Further and further the three walk down into the Rut of Complacency. Quietly and calmly they walk together in the peaceful serenity of the rut.

“I can get used to this,” Awareness says to his companions.

“Yes, this is quite restful,” Enlightenment replies with a yawn, “but I am feeling very sleepy.”

“I’m becoming drowsy myself,” Illumination says not quite understanding why.

It suddenly occurs to Awareness that the rut is affecting them and if they do not find a way out soon they will be forever lulled into a false sense of security.

It is then that Awareness notices that they are splashing water as they walk.

Upon realizing this they stop. The three look at each other, they stand frozen for a moment and then Awareness yells, “RUN!” All three run as hard as they can down deeper into the rut. Awareness knows they can never make it back to the elevator before the logjam breaks. So they run deeper into the rut, not knowing if there is an escape. They look frantically to each side of the rut to see if there is some kind of a crack they can crawl through or some kind of a cliff they can climb. The walls are smooth as granite and tall as mountains. So they run. Awareness looks back just as the logjam breaks. “RUN!” He yells, “RUN FOR YOUR LIVES.” They run, splashing up water as they race. The more they run, the harder it becomes because the water is getting deeper. Awareness begins to doubt if they will ever find a way out. Just when it looks like all hope is gone Awareness notices a door on the side of the wall further down the rut on the right. Awareness points to the door. The others nod and run with all their strength to the door. The two servants run through the doorway and just when Awareness arrives at the door he looks back and on the wall of the water racing towards him is the face of the demon, Rage with his mouth wide-open eager to devour Awareness and anything else in his path. Awareness stands there in horror unable to move. Just then Enlightenment and Illumination grab Awareness and pull him in and the wall of water slams the door shut behind them. The three lay on the floor panting with exhaustion.

In the Tower of Perspective Feelings and Wrong Focus stand post reacting to two silent alarms that have gone off in the southeast quadrant of the castle?
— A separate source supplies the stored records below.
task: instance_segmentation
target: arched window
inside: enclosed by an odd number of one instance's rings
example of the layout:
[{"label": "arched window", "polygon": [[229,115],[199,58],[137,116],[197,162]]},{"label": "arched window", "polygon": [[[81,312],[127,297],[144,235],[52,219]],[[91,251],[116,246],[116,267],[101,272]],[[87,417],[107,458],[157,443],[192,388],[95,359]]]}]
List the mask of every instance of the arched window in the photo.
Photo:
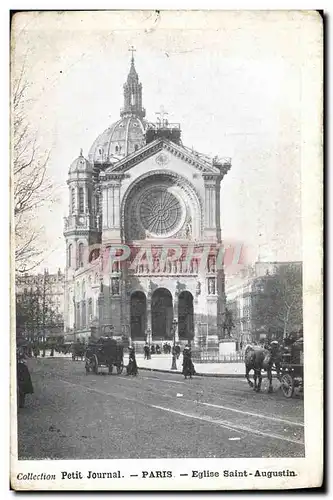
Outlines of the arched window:
[{"label": "arched window", "polygon": [[92,320],[93,317],[93,308],[92,308],[92,299],[88,300],[88,319],[89,321]]},{"label": "arched window", "polygon": [[83,267],[83,252],[84,252],[84,245],[83,243],[79,244],[79,267]]},{"label": "arched window", "polygon": [[75,212],[75,189],[71,189],[71,209],[72,213]]},{"label": "arched window", "polygon": [[79,188],[79,212],[84,212],[84,193],[83,188]]},{"label": "arched window", "polygon": [[91,212],[91,190],[88,189],[88,210]]},{"label": "arched window", "polygon": [[73,245],[69,245],[68,247],[68,267],[72,267],[72,250],[73,250]]}]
Feelings calls King My Way to get directions on how he is to react.

On the teleprompter King My Way’s head image appears.

“What is it Feelings?” King My Way asks impatiently.

“There had been several silent alarms that have gone off in the southeast quadrant of the castle your Lowness”.

“What areas have been compromised?” The king asks

“The Trash Compactor has blown and the Logjam of Human Effort has collapsed releasing the River Rage flooding the Rut of Complacency”. Feelings explain.

“I will send in Hardly Noticeable to investigate. In the meantime have Wrong Focus project the Spotlight in that quadrant and see what you come up with.”